State, national news

March 10, 2013

Pay increases urged for top state officials

ST. PAUL — Recommendations slated for action today call for the first salary hikes for Minnesota’s governor and legislators since the late 1990s, as well as a substantial restructuring of how top state agency managers are paid.

The Compensation Council, a panel with appointees representing all three branches of state government, delivered a draft plan last week to top lawmakers. In it, the 16-member board says stagnant salaries are making it hard to recruit and retain good people who can make more outside government.

If adopted, the governor’s $120,303-a-year base pay would go up 3 percent in 2015 and again in 2016. It’s unchanged since 1998.

Legislators would see an even bigger bump because their pay would be set at one-third of what the governor makes. That would take their $31,140-a-year salaries to $40,890 in 2015. Their last raise was in 1999.

The proposal could still change before this evening’s vote by the council, and no pay hikes would occur unless the Legislature and governor ratify any or all recommendations. Proposed pay hikes often get hung up because lawmakers worry it will seem like they are taking care of themselves with public money. The state constitution dictates that no legislative pay increase can take effect until after the following House election, which in this case is 2014.
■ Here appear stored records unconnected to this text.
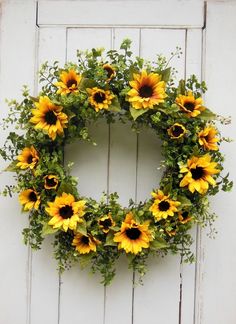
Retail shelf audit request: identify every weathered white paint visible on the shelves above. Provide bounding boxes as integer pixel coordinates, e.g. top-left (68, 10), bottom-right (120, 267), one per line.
top-left (0, 0), bottom-right (236, 324)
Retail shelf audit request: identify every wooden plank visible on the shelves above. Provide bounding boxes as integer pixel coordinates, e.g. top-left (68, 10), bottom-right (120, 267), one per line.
top-left (181, 29), bottom-right (202, 324)
top-left (105, 29), bottom-right (140, 324)
top-left (134, 29), bottom-right (185, 324)
top-left (31, 28), bottom-right (66, 324)
top-left (60, 28), bottom-right (111, 324)
top-left (38, 0), bottom-right (203, 28)
top-left (0, 1), bottom-right (36, 324)
top-left (199, 1), bottom-right (236, 324)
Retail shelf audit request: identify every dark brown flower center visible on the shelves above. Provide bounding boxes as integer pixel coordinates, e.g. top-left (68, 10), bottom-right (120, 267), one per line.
top-left (184, 101), bottom-right (195, 111)
top-left (139, 85), bottom-right (153, 98)
top-left (99, 218), bottom-right (112, 229)
top-left (81, 235), bottom-right (89, 245)
top-left (125, 227), bottom-right (141, 240)
top-left (29, 191), bottom-right (37, 201)
top-left (171, 125), bottom-right (184, 137)
top-left (158, 200), bottom-right (170, 211)
top-left (66, 79), bottom-right (77, 88)
top-left (191, 167), bottom-right (204, 180)
top-left (93, 92), bottom-right (106, 103)
top-left (45, 110), bottom-right (57, 125)
top-left (59, 205), bottom-right (73, 219)
top-left (27, 154), bottom-right (33, 164)
top-left (46, 177), bottom-right (57, 187)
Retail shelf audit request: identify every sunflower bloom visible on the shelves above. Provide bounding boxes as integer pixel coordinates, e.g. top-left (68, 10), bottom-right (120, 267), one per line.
top-left (113, 212), bottom-right (153, 254)
top-left (198, 126), bottom-right (220, 151)
top-left (127, 71), bottom-right (167, 109)
top-left (103, 64), bottom-right (116, 82)
top-left (87, 87), bottom-right (115, 112)
top-left (16, 146), bottom-right (39, 169)
top-left (55, 69), bottom-right (82, 95)
top-left (45, 192), bottom-right (86, 232)
top-left (178, 211), bottom-right (192, 224)
top-left (72, 233), bottom-right (100, 254)
top-left (180, 154), bottom-right (220, 194)
top-left (44, 174), bottom-right (59, 190)
top-left (167, 123), bottom-right (186, 139)
top-left (98, 213), bottom-right (116, 233)
top-left (19, 189), bottom-right (40, 211)
top-left (176, 91), bottom-right (206, 117)
top-left (149, 190), bottom-right (180, 221)
top-left (30, 96), bottom-right (68, 140)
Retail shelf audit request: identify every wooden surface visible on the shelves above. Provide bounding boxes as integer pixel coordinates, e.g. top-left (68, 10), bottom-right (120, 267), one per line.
top-left (0, 0), bottom-right (236, 324)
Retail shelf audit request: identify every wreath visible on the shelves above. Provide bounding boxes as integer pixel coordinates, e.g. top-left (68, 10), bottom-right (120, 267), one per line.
top-left (0, 40), bottom-right (232, 285)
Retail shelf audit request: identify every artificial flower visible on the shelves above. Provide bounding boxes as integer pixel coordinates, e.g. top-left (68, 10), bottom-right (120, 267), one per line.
top-left (30, 96), bottom-right (68, 140)
top-left (180, 154), bottom-right (220, 194)
top-left (127, 70), bottom-right (167, 109)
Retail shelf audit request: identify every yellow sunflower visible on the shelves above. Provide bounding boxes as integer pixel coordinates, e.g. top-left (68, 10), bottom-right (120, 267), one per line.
top-left (72, 233), bottom-right (100, 254)
top-left (149, 190), bottom-right (180, 221)
top-left (30, 96), bottom-right (68, 140)
top-left (44, 174), bottom-right (59, 190)
top-left (16, 146), bottom-right (39, 169)
top-left (55, 69), bottom-right (82, 95)
top-left (176, 91), bottom-right (206, 117)
top-left (19, 189), bottom-right (40, 211)
top-left (103, 64), bottom-right (116, 82)
top-left (167, 123), bottom-right (187, 139)
top-left (113, 212), bottom-right (153, 254)
top-left (45, 192), bottom-right (86, 232)
top-left (178, 211), bottom-right (192, 224)
top-left (98, 213), bottom-right (116, 233)
top-left (127, 71), bottom-right (167, 109)
top-left (198, 126), bottom-right (220, 151)
top-left (87, 87), bottom-right (115, 112)
top-left (180, 154), bottom-right (220, 194)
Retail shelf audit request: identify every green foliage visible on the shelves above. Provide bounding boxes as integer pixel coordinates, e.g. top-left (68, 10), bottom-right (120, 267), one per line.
top-left (0, 39), bottom-right (233, 285)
In a statement sent to The Associated Press on Sunday, Democratic Gov. Mark Dayton said he would support the council’s recommendations, noting he would donate any gubernatorial salary increase to charity. However, Dayton said he would support an even larger increase for lawmakers, saying they should make $56,954 — the same as the average household in Minnesota.

“They work very hard, drive long distances, and respond to their constituents around the clock,” he said. “Good legislators are a great bargain.”

Dayton also supports raises for employees in the executive and judicial branches, saying he has lost out on outstanding employees because they could get substantially higher salaries elsewhere.